Daß ihre Stunde erst so spät kommen sollte, lag schließlich nicht an ihr, sondern daran, daß sich die Musikwelt gewandelt hat. Denn auch wenn Cesaria Evoras Musik zeitlos klingt, ihre Rezeption ist zeitgebunden. Cesaria Evora paßt in die Neunziger, wie, sagen wir einmal, Sade oder Tracy Chapman die Achtziger und Mercedes Sosa die Siebziger verkörperten. Das Sentiment ist vergleichbar, doch heute ist vor allem das authentisch Fremde gefragt – zumindest solange es das westlich geschulte Ohr nicht allzusehr irritiert.

Fremdartig vertraut und zugleich von einer angenehmen Portion spröder Exotik umgeben sind die traditionellen Mornas und die swingenden Coldeiras, der Kapverdische Inselblues. Barmusik vom Ende der Welt, von süffiger Melancholie, die sich über das Schlüsselwort Sodade – „Sehnsucht“ – erschließt. „Das Meer ist die Heimat der Sehnsüchte“ heißt eines ihrer aktuellen Stücke. Ihre beseelten Klagelieder, die Mornas, seien den Kapverdianern „Religion und Therapie“ zugleich, sagt die Evora. Idyllische Klangtherapie auch für den inselreifen Großstadtmenschen, der sich von ihnen umspülen läßt.

Hektisch hingegen ist Cesaria Evoras Management geworden: Als gelte es, verlorene Zeit aufzuholen, erscheint nun ein Album nach dem anderen mit neuen Liedern – im Dezember erst ein Konzertmitschnitt aus dem Pariser „Olympia“, vor kurzem nun das Studiowerk „Cabo Verde“.

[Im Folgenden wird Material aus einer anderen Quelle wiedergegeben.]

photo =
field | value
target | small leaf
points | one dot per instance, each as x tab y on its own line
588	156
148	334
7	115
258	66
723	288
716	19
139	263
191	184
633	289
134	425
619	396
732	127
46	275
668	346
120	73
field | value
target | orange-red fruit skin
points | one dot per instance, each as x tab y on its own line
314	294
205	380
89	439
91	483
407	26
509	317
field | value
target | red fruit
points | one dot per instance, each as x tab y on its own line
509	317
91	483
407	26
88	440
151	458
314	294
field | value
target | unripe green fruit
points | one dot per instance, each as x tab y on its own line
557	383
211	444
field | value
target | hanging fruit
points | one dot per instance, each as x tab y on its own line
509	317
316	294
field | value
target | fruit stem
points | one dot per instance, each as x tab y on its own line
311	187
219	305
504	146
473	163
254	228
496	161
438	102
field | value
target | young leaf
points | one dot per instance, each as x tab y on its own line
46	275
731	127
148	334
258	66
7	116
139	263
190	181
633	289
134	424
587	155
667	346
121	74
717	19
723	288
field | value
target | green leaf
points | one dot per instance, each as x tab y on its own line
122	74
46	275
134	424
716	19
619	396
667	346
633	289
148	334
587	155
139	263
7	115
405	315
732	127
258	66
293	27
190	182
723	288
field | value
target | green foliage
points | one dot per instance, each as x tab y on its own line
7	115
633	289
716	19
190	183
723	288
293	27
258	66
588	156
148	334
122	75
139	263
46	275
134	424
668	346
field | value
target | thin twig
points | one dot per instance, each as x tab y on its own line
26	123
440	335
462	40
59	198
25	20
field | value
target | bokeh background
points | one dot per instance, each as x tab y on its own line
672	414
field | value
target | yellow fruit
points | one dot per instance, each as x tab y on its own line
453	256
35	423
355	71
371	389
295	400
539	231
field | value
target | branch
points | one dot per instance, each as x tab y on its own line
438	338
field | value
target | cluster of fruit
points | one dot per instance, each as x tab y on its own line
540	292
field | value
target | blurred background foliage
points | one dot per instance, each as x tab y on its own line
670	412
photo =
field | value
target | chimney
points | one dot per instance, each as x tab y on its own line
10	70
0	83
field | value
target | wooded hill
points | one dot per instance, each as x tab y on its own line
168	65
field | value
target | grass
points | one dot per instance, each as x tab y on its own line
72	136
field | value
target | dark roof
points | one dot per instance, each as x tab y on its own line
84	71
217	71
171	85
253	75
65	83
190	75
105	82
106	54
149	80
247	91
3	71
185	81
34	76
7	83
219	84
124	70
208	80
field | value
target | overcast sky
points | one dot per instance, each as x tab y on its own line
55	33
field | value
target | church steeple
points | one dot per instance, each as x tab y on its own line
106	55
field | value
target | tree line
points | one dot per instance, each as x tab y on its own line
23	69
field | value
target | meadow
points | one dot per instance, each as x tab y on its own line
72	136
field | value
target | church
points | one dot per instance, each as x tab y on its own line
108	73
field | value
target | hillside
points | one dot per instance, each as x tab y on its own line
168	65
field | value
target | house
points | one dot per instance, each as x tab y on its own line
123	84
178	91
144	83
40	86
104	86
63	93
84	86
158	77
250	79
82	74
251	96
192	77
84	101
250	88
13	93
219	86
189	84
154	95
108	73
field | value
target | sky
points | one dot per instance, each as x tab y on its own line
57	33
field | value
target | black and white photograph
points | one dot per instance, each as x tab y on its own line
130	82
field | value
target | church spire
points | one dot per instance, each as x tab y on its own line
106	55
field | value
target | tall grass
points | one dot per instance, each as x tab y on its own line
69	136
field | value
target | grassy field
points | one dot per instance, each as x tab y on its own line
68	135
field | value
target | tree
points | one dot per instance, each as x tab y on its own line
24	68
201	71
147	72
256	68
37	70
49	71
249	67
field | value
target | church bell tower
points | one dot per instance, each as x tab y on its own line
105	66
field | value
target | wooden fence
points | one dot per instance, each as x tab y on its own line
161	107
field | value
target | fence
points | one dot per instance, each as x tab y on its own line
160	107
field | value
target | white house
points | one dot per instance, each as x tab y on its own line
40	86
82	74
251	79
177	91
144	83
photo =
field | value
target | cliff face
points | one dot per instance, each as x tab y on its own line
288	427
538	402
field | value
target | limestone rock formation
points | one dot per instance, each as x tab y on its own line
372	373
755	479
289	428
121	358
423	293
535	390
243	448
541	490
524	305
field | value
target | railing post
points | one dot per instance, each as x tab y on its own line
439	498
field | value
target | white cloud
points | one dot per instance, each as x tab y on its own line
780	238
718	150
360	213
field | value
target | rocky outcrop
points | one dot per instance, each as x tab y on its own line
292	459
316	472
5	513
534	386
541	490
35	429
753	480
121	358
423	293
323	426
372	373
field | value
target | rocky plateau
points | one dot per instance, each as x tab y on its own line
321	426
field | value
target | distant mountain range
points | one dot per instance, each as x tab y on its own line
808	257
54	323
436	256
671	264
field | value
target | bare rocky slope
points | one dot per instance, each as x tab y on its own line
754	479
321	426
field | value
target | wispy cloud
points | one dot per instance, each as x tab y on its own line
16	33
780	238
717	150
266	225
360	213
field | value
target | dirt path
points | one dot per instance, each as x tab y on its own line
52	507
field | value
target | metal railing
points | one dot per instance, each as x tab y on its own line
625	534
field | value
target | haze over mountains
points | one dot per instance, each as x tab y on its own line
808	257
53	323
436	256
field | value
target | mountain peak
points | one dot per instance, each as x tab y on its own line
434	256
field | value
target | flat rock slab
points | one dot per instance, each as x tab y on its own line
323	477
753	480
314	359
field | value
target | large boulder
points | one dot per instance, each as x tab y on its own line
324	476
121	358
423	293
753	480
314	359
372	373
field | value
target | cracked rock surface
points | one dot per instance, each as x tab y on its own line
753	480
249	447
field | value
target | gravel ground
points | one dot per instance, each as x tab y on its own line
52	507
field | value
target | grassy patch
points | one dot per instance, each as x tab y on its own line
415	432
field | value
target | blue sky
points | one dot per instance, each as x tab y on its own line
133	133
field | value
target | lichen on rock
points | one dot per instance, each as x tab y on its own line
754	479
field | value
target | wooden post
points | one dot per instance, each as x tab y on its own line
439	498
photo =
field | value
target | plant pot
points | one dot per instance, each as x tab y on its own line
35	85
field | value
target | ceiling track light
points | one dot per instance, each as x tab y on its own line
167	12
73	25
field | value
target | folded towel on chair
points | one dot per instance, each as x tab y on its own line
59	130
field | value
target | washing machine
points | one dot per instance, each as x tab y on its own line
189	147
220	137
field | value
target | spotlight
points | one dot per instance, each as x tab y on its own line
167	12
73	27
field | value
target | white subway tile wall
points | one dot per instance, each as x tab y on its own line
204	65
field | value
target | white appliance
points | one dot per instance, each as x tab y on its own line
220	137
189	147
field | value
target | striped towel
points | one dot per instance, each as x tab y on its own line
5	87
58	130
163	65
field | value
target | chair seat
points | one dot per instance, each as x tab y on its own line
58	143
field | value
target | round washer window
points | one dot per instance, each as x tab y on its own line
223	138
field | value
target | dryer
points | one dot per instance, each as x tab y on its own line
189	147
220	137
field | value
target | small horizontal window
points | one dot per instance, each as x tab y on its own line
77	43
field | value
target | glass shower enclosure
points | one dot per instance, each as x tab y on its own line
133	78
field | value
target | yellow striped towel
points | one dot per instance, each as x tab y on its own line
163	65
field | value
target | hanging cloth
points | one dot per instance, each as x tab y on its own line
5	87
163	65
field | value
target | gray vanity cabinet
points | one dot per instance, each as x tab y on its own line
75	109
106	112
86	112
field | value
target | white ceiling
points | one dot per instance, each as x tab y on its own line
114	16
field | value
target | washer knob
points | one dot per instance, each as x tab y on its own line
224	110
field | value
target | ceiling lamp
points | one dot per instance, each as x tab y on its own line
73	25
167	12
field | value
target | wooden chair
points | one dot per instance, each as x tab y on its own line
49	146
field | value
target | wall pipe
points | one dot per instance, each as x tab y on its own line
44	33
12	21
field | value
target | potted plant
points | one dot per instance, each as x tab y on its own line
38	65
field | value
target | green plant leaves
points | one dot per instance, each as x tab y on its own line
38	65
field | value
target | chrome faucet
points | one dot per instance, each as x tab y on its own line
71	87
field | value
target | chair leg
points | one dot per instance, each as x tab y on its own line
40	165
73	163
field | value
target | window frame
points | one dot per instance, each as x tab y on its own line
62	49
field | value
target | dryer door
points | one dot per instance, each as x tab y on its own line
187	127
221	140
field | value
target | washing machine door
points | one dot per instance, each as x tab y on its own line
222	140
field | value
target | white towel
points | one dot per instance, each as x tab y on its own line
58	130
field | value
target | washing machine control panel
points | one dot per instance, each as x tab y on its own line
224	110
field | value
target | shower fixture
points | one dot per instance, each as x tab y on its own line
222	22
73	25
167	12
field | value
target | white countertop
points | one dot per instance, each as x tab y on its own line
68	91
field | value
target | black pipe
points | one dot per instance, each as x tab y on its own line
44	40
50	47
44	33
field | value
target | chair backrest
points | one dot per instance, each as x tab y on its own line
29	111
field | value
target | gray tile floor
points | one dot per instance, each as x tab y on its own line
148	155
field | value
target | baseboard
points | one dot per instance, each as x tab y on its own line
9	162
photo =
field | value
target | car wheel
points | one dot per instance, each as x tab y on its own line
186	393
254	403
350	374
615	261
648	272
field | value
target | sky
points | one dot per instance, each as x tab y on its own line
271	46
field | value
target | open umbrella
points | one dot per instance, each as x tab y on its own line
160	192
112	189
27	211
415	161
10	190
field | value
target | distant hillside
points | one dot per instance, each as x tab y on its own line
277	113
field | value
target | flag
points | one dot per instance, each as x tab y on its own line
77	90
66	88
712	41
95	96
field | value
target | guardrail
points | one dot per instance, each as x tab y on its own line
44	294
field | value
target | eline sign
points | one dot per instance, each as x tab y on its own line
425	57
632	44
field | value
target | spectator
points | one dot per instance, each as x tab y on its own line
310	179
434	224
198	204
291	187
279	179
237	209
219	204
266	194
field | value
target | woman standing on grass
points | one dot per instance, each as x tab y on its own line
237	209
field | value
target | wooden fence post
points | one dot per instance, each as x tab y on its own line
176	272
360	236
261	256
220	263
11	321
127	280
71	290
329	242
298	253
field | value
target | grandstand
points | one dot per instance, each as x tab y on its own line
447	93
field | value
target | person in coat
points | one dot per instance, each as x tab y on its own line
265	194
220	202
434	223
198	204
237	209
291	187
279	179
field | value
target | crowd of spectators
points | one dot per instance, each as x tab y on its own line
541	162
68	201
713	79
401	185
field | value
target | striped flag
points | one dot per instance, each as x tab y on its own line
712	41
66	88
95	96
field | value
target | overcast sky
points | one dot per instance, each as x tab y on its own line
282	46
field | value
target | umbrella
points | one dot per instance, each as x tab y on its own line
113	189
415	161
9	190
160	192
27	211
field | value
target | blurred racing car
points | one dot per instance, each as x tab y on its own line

Immer läßt sie sich bei ihren Aufnahmen von hervorragenden Instrumentalisten begleiten, wie dem Pianisten Chico Serra oder dem Gitarristen Bau, der auch die meisten Stücke auf „Cabo Verde“ arrangiert hat. Das bürgt für musikalische Qualität, die auch im Live-Vortrag kaum von den Studioversionen abweicht: Da weiß man, was man hat.